Additional work will probably be needed in some of the models in order to make this solution bulletproof. For example, our model UserClaim
should reflect that it’s rate
is scoped to those with “User” rateable_id
:
class UserClaim < ApplicationRecord
belongs_to :rate, -> { where(rateable_type: 'User') }
end
Now that our Rate
model is using UUIDs as primary keys, it may be worth specifying some implicit_order_column.
These kinds of adjustments in the models need to be reviewed carefully to make sure the refactored application makes sense.

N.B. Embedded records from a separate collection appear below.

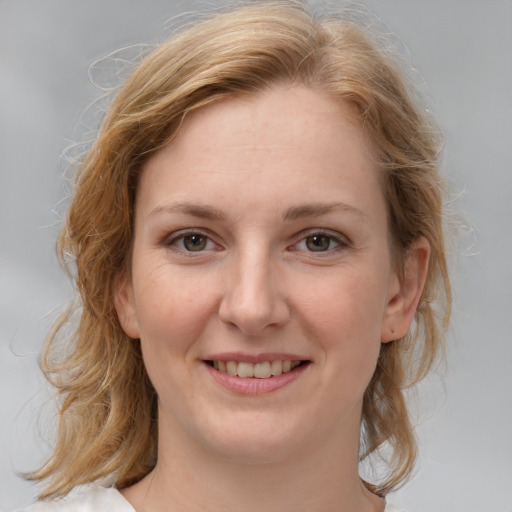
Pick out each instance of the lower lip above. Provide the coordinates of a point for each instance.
(253, 385)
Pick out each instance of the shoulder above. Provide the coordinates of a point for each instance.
(93, 499)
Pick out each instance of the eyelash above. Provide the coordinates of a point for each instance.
(179, 237)
(340, 241)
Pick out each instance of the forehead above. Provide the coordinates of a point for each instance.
(282, 144)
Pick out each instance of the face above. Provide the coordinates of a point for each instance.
(262, 284)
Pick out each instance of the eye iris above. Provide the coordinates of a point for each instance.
(318, 243)
(194, 242)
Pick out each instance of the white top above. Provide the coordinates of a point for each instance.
(102, 499)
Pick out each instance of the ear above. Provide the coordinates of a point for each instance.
(405, 292)
(125, 305)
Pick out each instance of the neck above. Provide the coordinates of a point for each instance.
(189, 478)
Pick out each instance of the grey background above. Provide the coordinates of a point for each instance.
(463, 50)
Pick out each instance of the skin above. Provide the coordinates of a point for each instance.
(257, 178)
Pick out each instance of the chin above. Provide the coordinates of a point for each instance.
(253, 441)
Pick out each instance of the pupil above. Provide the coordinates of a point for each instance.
(318, 242)
(194, 242)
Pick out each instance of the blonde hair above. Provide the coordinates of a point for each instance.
(108, 417)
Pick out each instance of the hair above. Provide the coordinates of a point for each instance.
(107, 404)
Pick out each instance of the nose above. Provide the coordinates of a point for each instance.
(253, 301)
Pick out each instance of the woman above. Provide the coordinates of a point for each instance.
(254, 231)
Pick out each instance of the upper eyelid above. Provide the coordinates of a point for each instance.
(343, 239)
(182, 233)
(335, 235)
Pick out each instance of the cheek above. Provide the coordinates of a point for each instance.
(172, 309)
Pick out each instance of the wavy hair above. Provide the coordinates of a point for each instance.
(107, 405)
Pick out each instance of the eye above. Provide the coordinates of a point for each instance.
(320, 242)
(191, 242)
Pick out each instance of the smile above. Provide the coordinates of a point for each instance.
(262, 370)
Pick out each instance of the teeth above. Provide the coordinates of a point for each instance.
(262, 370)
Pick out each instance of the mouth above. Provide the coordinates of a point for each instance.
(261, 370)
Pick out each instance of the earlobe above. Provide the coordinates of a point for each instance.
(406, 293)
(125, 306)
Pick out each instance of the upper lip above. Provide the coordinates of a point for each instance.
(255, 358)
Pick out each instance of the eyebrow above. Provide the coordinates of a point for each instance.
(316, 209)
(293, 213)
(196, 210)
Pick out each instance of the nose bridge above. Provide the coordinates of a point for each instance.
(252, 300)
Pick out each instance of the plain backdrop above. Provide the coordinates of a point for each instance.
(461, 49)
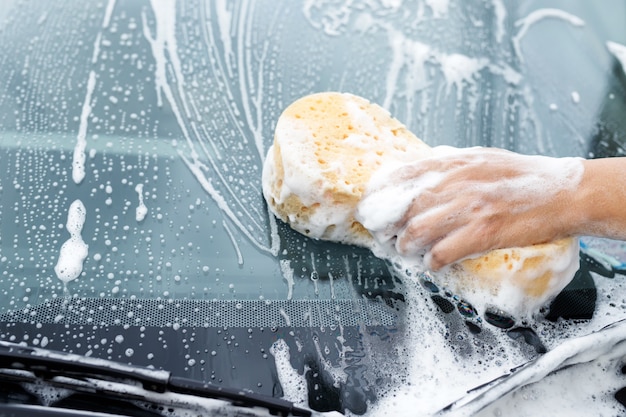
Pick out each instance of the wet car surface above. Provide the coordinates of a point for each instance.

Last but not least, the database migrations in this example have been executed with a few thousand records. In a real production environment, certain migrations can take significantly longer to run, and may even block some operations on the database (especially inserts and updates). You should carefully analyze the situation and analyze how this will impact users of your application.